Pair of bronze ritual food vessels (Gui) “E Fu Yi”

China, early Western Zhou period, 11th century B.C.

A pair of bronze food vessels (Gui) shape, each supported on a tall, tapered foot. The body is cast with two C-shaped handles which issue from horned, ram-like animal masks just below the flared rim.The handles have rectangular pendants at the bottom and are embellished with engraved flange-patterns.The decoration of the main body consists of a wide band which incorporates four rows of spiky studs, each centred on a diamond pattern. Above this is a narrower band of repeated ‘star’ pattern, which consists of a rounded pupil in a square eye, tipped with a crescent at each corner, all on a ground of leiwen pattern. To the centre of this band, on either side of the vessel is a taotie mask in high relief. Another band of ‘star’ pattern encircles the foot. Inside each vessel is a boldly written inscription in six characters. The patina of both vessels incorporates both green and red areas.

It is very rare to find a virtually identical pair of bronze vessels from this early period. Although the measurements and patina of both vessels vary slightly, it obvious that they belong together. A similar Gui is in the Seattle Art Museum[1]. Earlier versions of this type of Gui are in the Musée Cernuschi, Paris[2] and in the Shanghai Museum[3] The dedicatory inscriptions on both vessels are virtually identical. They can be read as 轭阳作父乙宝尊彝 (Yang Zuo Fu Yi Bao Zun Yi) 轭 means horse collar and refers to the tribe which the donor of this pieces came from. During the Shang dynasty tribes were often identified by the items they excelled in making. In this context, it is evident that the donor came from a tribe known for their expertise in producing horse collars. The Shang dynasty, marked by its warlike nature and thriving commerce, heavily relied on carriages for its development, making horse collars indispensable. This underscores the paramount importance of the tribe back then. The character “阳” represents the donor’s name, while “作” signifies the act of donation.
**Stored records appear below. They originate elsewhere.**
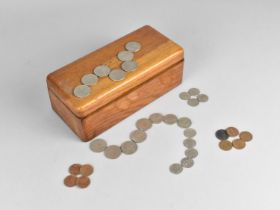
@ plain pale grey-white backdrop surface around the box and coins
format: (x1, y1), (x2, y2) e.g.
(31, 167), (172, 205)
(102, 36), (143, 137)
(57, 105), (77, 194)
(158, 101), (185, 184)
(0, 0), (280, 210)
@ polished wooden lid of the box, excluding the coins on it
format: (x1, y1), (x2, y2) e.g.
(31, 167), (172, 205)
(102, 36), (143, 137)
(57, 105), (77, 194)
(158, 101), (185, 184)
(47, 26), (183, 118)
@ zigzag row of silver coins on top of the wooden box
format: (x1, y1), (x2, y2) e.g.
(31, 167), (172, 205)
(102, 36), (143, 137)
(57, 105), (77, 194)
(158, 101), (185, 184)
(73, 41), (141, 98)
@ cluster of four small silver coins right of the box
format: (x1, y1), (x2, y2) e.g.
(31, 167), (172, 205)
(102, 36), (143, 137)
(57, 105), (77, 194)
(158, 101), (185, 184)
(179, 88), (209, 107)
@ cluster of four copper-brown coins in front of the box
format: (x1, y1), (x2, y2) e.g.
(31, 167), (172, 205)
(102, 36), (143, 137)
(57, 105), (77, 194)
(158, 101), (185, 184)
(64, 163), (94, 188)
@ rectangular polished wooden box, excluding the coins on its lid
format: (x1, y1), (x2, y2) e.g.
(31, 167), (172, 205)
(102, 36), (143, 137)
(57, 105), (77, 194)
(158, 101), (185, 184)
(47, 26), (184, 141)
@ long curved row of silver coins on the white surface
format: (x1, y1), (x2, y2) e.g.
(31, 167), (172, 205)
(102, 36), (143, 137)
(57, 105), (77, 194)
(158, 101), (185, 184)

The character “父” has a dual meaning in Chinese academia, referring either to a monarch or a father. Similarly, “乙” can represent the name of a Shang monarch, 小乙 (Xiao Yi), or signify ‘second’, denoting the second rank in ancient Chinese ancestor worship. Additionally, “宝” symbolizes preciousness, and “.尊彝” refers to ritual bronze vessels, reflecting the cultural and artistic richness of the Shang dynasty. In summary, the meaning of these inscriptions is that a man named yang, who came from a wealthy tribe excelling in making horse collars, donated these precious bronze vessels to commemorate his father or the Shang monarch 小乙 (Xiao Yi).

Ben Janssens Oriental Art, March 2000
Private Collection, UK

  1. Knight, M. Early Chinese Metalwork in the Collection of the Seattle Art Museum, Seattle Art Museum, 1989, no. 9.
  2. Eliseeff,V. Bronzes Archaiques Chinois au Musée Cernuschi, 1977, no. 11, pp. 32-3, which is dated to the late Shang period.
  3. Lefebvre d’Argence, R.Y. Treasures from the Shanghai Museum – 6,000 Years of Chinese Art, no. 18.